Teresa también era buena lectora, pero su auténtica pasión era la música, empezó tocando la guitarra, de oído, luego aprendió a tocar el flautín y la flauta travesera, finalmente, aprovechando que los papás se habían cambiado a una casa mucho más grande, consiguió que le comprasen una batería de segunda mano, más tarde sería solista del famoso grupo “Berenice Babea”, eran especialistas en música cubana bailable.

Al cumplir 17 años estaban algo ansiosa, las dos querían ir a la universidad, Amanda quería estudiar Psicología y Teresa Ingeniería Informática, tenían que conseguir unas buenas notas…

Un sábado a las 6 de la tarde fueron a tomar algo a casa de sus amigas: Abril y Naiara. La meriende estuvo muy bien, abundante y generosa, no pudieron acabárselo todo.

Al terminar Abril les propuso jugar a la Güija, las chicas–  Amanda y Teresa no sabían nada de ese pasatiempo–. Al principio fue todo bien, hacían preguntas tontas y entre todas iban moviendo el vaso.

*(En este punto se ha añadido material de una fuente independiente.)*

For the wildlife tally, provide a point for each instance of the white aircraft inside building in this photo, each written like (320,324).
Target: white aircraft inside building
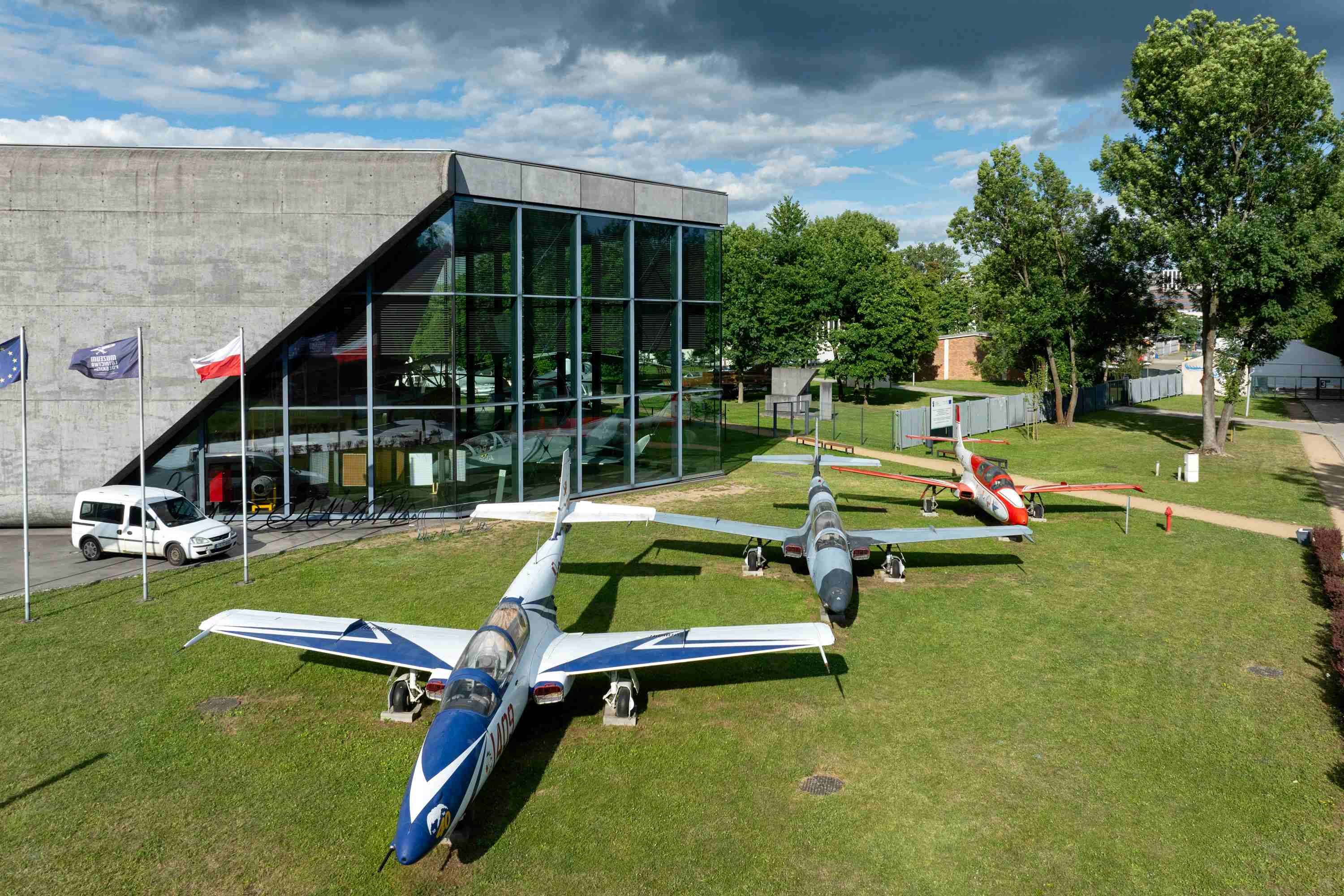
(484,679)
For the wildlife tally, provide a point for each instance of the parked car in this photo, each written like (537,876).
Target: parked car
(108,520)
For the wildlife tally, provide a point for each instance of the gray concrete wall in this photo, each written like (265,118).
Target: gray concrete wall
(189,244)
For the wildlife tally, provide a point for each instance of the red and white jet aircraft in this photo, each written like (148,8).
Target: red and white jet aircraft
(988,485)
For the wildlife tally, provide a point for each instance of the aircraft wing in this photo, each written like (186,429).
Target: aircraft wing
(730,527)
(935,534)
(389,644)
(611,650)
(1066,487)
(939,484)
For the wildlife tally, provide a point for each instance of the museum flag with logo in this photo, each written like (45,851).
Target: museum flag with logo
(120,361)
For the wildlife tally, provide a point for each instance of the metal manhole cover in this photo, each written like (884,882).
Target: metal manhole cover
(822,785)
(218,706)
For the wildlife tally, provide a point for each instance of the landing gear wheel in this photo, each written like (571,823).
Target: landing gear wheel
(401,698)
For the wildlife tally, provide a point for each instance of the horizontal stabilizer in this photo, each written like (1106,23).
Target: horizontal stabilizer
(826,460)
(580,512)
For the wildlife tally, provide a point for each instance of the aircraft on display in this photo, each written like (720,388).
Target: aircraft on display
(822,540)
(484,679)
(988,485)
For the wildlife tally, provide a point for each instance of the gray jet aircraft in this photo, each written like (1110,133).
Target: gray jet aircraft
(823,542)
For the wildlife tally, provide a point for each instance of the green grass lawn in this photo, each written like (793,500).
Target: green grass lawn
(1058,718)
(1264,408)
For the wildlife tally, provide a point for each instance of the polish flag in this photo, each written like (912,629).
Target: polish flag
(226,362)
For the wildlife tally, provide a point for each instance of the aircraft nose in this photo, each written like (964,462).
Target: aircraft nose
(836,587)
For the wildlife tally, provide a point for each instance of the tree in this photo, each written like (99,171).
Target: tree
(1237,166)
(890,331)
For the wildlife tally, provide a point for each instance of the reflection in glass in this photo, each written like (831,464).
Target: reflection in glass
(701,433)
(547,349)
(701,343)
(484,462)
(413,458)
(607,444)
(549,431)
(654,324)
(328,458)
(484,250)
(655,439)
(702,265)
(484,345)
(547,253)
(604,349)
(328,359)
(413,357)
(420,264)
(655,249)
(605,257)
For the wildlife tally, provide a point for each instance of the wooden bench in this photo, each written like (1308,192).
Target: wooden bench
(826,445)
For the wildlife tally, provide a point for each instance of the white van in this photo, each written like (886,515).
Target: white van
(107,520)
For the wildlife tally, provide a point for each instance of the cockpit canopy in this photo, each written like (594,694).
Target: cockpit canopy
(492,650)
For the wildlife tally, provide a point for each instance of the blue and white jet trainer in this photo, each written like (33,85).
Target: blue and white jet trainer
(486,677)
(822,540)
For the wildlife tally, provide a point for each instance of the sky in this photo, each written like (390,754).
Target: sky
(842,104)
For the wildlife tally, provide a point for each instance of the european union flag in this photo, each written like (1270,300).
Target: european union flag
(10,369)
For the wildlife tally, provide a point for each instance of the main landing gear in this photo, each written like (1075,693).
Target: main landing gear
(405,698)
(620,699)
(894,566)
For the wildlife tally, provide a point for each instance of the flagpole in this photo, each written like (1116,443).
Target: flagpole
(23,441)
(144,500)
(242,453)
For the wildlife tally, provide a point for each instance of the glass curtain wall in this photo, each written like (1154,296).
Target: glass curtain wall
(465,362)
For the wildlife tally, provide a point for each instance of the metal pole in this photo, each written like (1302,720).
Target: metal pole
(242,435)
(23,441)
(144,500)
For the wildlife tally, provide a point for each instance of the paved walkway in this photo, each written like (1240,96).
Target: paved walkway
(1116,499)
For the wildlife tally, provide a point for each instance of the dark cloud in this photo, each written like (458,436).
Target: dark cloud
(1064,49)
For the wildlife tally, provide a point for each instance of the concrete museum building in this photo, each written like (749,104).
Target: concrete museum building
(424,330)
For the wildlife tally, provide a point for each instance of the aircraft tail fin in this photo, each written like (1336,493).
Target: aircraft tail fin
(564,509)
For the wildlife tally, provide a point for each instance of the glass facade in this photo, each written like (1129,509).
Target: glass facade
(461,366)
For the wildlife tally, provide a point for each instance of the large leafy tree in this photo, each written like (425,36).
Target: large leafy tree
(1237,164)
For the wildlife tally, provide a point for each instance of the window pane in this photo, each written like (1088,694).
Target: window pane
(328,458)
(328,362)
(486,336)
(413,351)
(701,264)
(655,246)
(701,433)
(484,252)
(413,458)
(487,447)
(654,342)
(549,431)
(547,350)
(655,437)
(607,444)
(605,260)
(420,264)
(701,346)
(604,349)
(225,491)
(547,253)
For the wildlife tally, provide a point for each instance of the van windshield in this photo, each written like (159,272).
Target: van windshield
(175,512)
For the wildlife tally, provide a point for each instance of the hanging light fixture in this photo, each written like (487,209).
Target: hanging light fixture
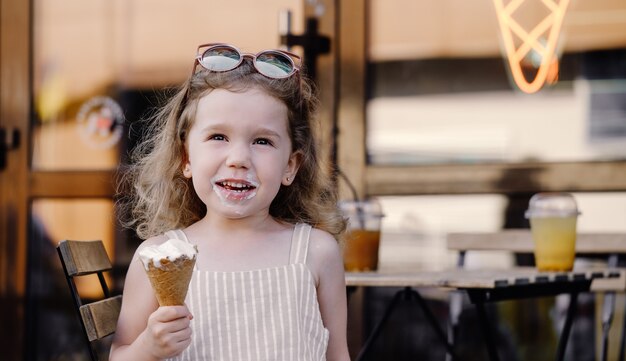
(531,50)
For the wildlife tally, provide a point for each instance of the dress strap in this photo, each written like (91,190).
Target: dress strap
(300,243)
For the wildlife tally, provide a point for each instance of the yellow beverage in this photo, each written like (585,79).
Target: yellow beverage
(555,242)
(361,250)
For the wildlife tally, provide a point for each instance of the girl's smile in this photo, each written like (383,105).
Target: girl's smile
(232,191)
(239,152)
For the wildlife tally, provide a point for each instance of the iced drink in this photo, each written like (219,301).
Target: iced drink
(360,251)
(553,219)
(169,267)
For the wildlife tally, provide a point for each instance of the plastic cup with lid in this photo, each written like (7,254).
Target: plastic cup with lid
(553,219)
(360,252)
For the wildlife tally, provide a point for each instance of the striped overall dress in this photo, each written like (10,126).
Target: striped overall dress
(266,314)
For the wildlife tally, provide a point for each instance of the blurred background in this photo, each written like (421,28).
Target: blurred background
(420,110)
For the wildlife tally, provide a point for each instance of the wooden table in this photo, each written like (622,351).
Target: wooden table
(488,285)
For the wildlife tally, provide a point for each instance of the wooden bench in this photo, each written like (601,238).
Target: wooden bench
(611,245)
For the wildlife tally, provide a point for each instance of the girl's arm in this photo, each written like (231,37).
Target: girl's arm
(146,331)
(326,264)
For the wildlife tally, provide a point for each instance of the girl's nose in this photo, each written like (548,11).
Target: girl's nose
(239,156)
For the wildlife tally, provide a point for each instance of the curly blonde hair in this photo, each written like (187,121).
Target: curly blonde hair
(157,196)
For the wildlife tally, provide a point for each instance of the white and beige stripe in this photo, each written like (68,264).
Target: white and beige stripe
(267,314)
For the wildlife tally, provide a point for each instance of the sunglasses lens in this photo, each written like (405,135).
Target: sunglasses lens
(274,64)
(220,58)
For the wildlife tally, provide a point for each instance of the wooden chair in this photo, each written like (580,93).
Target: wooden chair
(520,241)
(98,319)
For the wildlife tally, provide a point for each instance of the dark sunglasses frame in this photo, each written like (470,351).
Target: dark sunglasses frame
(295,64)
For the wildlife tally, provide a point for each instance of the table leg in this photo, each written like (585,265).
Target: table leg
(455,308)
(484,323)
(608,307)
(622,344)
(571,312)
(433,323)
(379,326)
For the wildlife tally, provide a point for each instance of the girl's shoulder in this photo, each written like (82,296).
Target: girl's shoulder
(323,254)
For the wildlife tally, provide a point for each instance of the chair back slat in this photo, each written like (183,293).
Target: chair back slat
(100,318)
(84,257)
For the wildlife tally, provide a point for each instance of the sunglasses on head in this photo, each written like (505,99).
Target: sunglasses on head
(275,64)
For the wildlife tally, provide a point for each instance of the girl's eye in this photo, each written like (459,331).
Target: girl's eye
(263,141)
(216,137)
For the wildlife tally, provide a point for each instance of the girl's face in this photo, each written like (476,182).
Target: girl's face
(239,152)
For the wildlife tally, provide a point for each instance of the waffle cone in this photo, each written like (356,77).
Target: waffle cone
(170,281)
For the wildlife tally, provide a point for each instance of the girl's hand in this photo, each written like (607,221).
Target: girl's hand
(168,332)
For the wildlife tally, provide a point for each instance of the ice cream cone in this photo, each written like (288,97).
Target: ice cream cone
(169,267)
(170,281)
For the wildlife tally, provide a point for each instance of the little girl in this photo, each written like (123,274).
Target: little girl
(232,167)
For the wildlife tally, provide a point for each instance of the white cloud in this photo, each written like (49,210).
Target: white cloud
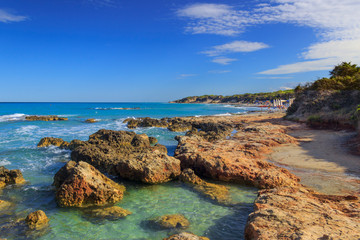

Pero en un momento determinado, la luz se encendía y apagaba continuamente, y Abril preguntó:” ¿Hay alguien ahí?” Si estás manifiéstate. Entonces perdieron el control del vaso, se movía el solito y dijo que era el espíritu del “Diablo Cojuelo”, que estaba allí para plantar en todas la semilla del mal.

Abril se quedó muy tranquila, como si hubiera hecho el experimento otras veces, las otras tres estaban bastante impresionadas.

Salieron de casa de Abril deprisa y corriendo alegando tener mucho que estudiar. Esa noche no pudieron dormir.

Pasaron los días, iban olvidando lo sucedido, aunque seguían durmiendo mal. Un lunes por la noche a punto de acostarse empezaron a oír voces que las insultaban. La frecuencia y el grado de intensidad de los improperios aumentaban.

Luego en ocasiones veían muertos.

Lo más torturante, lo más estresante, era ver un tipo calvo, con bastón, que las perseguía para leerles sus cuentecicos. Ahí se dieron cuenta de que el diablo les había implantado la semilla del mal.

Se que los últimos diez años han permanecido ingresadas en la clínica del Dr. Antúnez, sin ninguna mejoría.

Y Colorín, colorado, este cuentecico—no apto para miedosos, se ha terminado.

Jose Taxi.

También llamado Josma y Diablo Cojuelo.